Effects of the minimum CO2 price

The coalition agreement of the Rutte III government sets out a new medium-term emission target and includes additional policy measures for this transformation: The Netherlands aim at a 49%-reduction of national CO2 emissions compared to 1990 and are planning to introduce a national carbon price floor (CPF), in addition to the EU ETS price. Furthermore, the government plans to proceed with a ban of coal in power supply before 2030.

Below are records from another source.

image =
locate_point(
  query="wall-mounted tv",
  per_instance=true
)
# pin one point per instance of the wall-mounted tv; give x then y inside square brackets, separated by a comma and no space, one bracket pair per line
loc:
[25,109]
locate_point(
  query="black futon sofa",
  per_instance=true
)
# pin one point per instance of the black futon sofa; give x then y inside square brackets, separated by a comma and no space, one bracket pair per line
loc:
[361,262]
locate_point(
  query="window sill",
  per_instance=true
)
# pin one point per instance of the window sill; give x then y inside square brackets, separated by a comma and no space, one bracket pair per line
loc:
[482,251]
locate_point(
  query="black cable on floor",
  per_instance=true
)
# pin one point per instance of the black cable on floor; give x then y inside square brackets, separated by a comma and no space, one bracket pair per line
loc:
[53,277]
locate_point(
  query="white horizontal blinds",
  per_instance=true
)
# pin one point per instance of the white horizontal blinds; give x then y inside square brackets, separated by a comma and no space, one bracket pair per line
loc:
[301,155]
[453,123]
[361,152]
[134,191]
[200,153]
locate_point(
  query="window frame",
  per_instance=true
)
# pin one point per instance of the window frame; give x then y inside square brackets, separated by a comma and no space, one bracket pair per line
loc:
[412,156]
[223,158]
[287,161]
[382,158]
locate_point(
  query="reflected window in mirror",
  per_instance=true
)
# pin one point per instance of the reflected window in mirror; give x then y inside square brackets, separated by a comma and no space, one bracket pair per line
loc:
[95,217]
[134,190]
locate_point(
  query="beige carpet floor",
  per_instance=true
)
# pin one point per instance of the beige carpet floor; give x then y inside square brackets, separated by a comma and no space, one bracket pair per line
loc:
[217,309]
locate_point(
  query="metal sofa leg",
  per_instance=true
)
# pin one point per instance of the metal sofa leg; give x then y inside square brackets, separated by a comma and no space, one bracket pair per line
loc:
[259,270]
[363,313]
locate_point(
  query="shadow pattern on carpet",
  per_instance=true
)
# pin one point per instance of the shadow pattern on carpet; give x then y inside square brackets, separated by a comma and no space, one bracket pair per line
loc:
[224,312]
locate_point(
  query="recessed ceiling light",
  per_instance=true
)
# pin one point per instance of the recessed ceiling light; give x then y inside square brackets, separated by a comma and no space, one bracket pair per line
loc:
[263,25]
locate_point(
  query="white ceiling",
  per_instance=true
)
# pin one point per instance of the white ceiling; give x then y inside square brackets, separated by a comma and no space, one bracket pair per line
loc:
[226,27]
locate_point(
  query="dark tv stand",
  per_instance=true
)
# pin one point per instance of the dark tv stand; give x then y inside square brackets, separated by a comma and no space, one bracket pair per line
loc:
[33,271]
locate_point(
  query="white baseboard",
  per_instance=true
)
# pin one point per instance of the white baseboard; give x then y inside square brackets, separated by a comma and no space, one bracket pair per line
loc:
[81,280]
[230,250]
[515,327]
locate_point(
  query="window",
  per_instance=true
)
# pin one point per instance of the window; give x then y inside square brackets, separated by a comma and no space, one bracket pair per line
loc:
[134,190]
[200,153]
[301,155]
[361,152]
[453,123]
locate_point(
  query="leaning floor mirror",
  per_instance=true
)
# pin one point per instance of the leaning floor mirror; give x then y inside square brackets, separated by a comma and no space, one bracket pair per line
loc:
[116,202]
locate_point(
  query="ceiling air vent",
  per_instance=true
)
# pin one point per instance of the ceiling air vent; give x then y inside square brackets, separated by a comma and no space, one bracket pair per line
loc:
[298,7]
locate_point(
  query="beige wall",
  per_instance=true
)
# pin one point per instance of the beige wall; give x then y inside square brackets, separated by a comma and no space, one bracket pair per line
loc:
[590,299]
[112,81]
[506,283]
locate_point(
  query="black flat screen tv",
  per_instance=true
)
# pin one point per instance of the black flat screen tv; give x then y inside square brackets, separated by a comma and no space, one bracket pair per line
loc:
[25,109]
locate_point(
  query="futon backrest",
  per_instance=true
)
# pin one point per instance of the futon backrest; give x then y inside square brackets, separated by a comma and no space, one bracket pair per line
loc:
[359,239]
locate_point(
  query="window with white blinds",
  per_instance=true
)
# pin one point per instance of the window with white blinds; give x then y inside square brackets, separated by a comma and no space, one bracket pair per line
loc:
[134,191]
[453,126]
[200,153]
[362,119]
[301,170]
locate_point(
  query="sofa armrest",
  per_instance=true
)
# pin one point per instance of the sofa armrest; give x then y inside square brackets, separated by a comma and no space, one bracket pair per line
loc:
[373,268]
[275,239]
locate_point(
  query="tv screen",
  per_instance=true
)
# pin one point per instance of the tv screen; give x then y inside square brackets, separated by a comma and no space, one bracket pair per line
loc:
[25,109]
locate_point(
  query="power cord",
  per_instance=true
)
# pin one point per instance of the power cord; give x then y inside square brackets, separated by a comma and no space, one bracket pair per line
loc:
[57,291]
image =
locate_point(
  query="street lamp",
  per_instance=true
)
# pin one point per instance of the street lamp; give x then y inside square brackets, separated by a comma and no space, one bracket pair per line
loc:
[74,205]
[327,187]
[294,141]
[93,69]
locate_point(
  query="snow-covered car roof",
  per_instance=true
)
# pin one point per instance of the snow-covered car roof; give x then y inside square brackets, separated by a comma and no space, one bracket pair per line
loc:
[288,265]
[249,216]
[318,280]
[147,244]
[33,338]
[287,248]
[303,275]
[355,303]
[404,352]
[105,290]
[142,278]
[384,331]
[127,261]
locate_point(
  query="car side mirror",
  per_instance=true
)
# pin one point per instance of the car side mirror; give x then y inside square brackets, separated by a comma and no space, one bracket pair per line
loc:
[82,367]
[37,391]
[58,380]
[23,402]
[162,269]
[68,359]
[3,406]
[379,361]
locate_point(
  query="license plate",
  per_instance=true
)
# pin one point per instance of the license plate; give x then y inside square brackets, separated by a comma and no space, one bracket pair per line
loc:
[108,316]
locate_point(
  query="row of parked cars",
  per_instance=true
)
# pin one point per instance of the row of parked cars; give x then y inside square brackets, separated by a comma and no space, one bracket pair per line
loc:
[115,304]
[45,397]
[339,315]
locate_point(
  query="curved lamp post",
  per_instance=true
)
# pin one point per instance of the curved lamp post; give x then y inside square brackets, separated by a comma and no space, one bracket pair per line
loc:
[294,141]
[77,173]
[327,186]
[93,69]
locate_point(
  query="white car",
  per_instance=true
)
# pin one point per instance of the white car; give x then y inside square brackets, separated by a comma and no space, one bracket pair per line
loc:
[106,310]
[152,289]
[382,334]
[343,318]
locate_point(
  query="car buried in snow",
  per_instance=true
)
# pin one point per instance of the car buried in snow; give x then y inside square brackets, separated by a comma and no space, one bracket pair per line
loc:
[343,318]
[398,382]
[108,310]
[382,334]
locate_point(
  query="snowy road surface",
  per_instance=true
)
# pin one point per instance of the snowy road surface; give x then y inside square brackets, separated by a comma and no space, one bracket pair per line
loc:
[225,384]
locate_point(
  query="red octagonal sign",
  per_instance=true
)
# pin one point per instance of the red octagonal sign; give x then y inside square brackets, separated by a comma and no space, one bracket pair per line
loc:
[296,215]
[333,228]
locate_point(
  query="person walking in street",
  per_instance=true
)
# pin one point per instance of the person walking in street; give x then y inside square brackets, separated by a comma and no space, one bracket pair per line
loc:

Frontier Economics has been commissioned by the Ministry of Economic Affairs and Climate Policy of the Netherlands to analyse the potential effects of the coal ban and the introduction of the carbon price floor, as envisaged in the coalition agreement. In this report, we explain the approach of the study and present the findings of our analysis:

  • Approach – We follow a model based approach using Frontier’s European Power Market Model. The same model has been applied in our 2016-study “Research of scenarios for coal-fired power plants in the Netherlands“.
  • Main Scenarios – We analyse different policy scenarios compared to the counterfactual “Reference Case” based on current policies in the Netherlands and Central-Western-Europe. The central policy scenarios are:
    • “Coal ban”: Prohibition to use coal in electricity supply from 2025/2030 onwards
    • “CPF & coal ban”: Introduction of a national carbon price floor from 2020 and a coal ban from 2025/ 2030 onwards

Additional sensitivities around policies in the neighbouring countries are also subject of the analysis.